It’s a well-known fact in indie publishing that it’s easier to sell books in a series. Once a reader enjoys the first book, they’re more likely to pick up the next, rather than move on to another author. The challenge I’ve always had is that I get bored easily. Three or four books with the same characters is really my maximum, and even then, each volume will usually be set in a different city or locale.
So a thirteen books series was never going to suit me – but I realised a few years ago that I could link individual books or series together, by setting them in the same world.
Enter The Eternal World, by far the most ambitious writing project I’ve ever attempted. What started as a means of connecting a few disparate series – ones which had enough in common to plausibly take place on adjacent continents, say – has expanded to encompass every single one of my high fantasy works-in-progress. To incorporate so many different settings, characters, and plots, it has continued to grow, and now covers something like fifteen thousand years of history, multiple continents, and a dozen connected realms.
It’s impossible for me to put into words how I’ve gone about this. The whole process has been remarkably organic, and started from very humble seeds. Perhaps these two books could take place in the same city – and perhaps this one is in the same country, a few hundred years before. But then what’s happening on the other side of the ocean? Where did this culture they keep mentioning spring up? Where does their magic come from?
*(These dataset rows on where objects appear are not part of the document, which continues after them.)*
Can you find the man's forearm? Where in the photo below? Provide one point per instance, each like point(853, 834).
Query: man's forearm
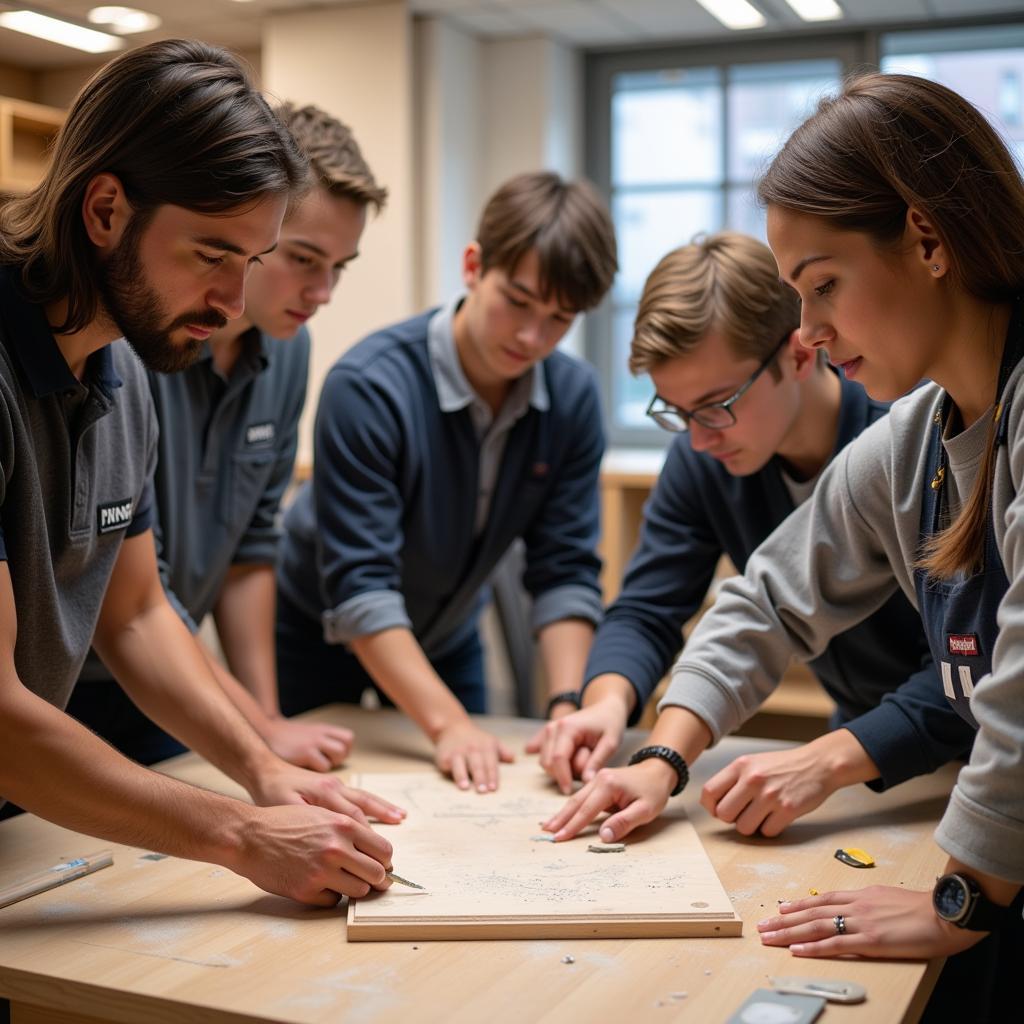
point(998, 890)
point(91, 788)
point(237, 693)
point(610, 686)
point(564, 646)
point(396, 663)
point(163, 669)
point(245, 617)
I’ve answered questions like these, and hundreds more, repeatedly over the last few years. It’s been a monumental task to bring so many different stories into one world, without their inclusion feeling forced. Many are yet to be written, and none are yet published; I’m finding new connections between them all the time.
And that’s been the most interesting part of this whole process. My initial plans for one large world, full of stories that only tangentially overlapped, have instead become more complex. Every time I dive into another of these books, I start noticing the possible connections with other stories – characters who might appear elsewhere, histories that affect other places, intricacies of the magic or technology that have an impact on other series. Suddenly, those disconnected books have built themselves into a vast, highly connected web. There are links between them that readers might never notice, but I know they’re there.
This sounds, I know, both overwhelming and intimidating. There are times when it’s both, and I find myself drowning under the sheer weight of complexity this world has engendered. Ultimately, though, it’s been exhilarating. Each new connection inspires me to pursue a different story, or develop a different part of the world. Seeing grand arcs develop is thrilling; most of all, I’ve been continually surprised by what my brain can come up with, when pushed to put pieces together that don’t immediately seem to fit.
I’ve debated several times whether The Eternal World has reached its limits. There are books that don’t seem to have a place there, and ideas that just don’t belong. It’s the complexity and challenge of this project that keeps me coming back to it, though – and I hope to share more of both in the weeks to come.